In the middle distance, a great blue gorge passed transversely across the two ranges and the region between. This, as I rightly conjectured, was the bed of the Sihoon. Our road led downward through groves of fragrant cedars, and we travelled thus for two hours before reaching the river. Taking a northward course up his banks, we reached the second of the Pylæ Ciliciæ before sunset. It is on a grander scale than the first gate, though not so startling and violent in its features. The bare walls on either side fall sheer to the water, and the road, crossing the Sihoon by a lofty bridge of a single arch, is cut along the face of the rock. Near the bridge a subterranean stream, almost as large as the river, bursts forth from the solid heart of the mountain. On either side gigantic masses of rock, with here and there a pine to adorn their sterility, tower to the height of 6,000 feet, in some places almost perpendicular from summit to base. They are worn and broken into all fantastic forms. There are pyramids, towers, bastions, minarets, and long, sharp spires, splintered and jagged as the turrets of an iceberg. I have seen higher mountains, but I have never seen any which looked so high as these. We camped on a narrow plot of ground, in the very heart of the tremendous gorge. A soldier, passing along at dusk, told us that a merchant and his servant were murdered in the same place last winter, and advised us to keep watch. But we slept safely all night, while the stars sparkled over the chasm, and slips of misty cloud hung low on the thousand pinnacles of rock.

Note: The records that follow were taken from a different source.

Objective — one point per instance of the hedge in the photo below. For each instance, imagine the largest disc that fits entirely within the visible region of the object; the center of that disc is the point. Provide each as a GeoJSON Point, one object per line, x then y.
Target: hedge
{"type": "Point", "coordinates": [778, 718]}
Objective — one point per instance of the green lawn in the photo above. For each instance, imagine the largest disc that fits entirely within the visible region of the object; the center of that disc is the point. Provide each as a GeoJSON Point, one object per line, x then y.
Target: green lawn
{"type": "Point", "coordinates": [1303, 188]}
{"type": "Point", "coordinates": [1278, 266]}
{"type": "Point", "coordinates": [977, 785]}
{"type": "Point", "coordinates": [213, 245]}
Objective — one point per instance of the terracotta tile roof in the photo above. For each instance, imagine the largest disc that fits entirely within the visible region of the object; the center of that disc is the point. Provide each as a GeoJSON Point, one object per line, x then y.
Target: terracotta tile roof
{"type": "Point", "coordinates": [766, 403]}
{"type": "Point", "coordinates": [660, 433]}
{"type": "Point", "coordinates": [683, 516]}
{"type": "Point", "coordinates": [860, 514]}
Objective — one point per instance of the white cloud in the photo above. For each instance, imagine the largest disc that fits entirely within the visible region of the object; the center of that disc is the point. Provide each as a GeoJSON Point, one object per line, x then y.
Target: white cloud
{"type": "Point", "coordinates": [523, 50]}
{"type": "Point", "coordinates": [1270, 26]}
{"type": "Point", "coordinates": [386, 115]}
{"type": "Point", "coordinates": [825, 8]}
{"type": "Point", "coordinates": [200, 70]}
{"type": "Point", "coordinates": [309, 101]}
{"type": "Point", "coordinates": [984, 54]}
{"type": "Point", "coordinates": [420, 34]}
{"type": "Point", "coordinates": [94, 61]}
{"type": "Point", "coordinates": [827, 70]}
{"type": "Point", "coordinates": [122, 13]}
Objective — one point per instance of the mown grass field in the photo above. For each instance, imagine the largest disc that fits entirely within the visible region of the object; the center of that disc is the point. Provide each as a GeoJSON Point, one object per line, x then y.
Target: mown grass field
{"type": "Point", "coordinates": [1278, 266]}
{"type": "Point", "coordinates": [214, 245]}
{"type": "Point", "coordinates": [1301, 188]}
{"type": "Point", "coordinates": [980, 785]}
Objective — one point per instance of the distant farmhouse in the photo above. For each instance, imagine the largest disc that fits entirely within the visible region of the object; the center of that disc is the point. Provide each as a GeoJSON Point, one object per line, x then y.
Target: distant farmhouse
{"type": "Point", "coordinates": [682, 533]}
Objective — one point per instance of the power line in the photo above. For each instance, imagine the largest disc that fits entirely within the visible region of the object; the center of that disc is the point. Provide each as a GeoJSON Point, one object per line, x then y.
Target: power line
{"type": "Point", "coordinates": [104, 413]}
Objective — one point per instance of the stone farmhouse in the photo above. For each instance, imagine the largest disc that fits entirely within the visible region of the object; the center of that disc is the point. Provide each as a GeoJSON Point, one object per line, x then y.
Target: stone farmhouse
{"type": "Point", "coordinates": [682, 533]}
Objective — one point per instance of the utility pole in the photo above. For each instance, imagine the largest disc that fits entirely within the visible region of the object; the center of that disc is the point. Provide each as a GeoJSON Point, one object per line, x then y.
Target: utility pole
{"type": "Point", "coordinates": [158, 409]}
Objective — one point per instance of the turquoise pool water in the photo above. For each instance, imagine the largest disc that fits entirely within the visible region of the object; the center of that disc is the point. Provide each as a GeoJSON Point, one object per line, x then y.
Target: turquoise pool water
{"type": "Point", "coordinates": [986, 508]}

When I awoke, the gorge lay in deep shadow; but high up on the western mountain, above the enormous black pyramids that arose from the river, the topmost pinnacles of rock sparkled like molten silver, in the full gush of sunrise. The great mountain, blocking up the gorge behind us, was bathed almost to its foot in the rays, and, seen through such a dark vista, was glorified beyond all other mountains of Earth. The air was piercingly cold and keen, and I could scarcely bear the water of the Sihoon on my sun-inflamed face. There was a little spring not far off, from which we obtained sufficient water to drink, the river being too muddy. The spring was but a thread oozing from the soil; but the Hadji collected it in handfuls, which he emptied into his water-skin, and then brought to us.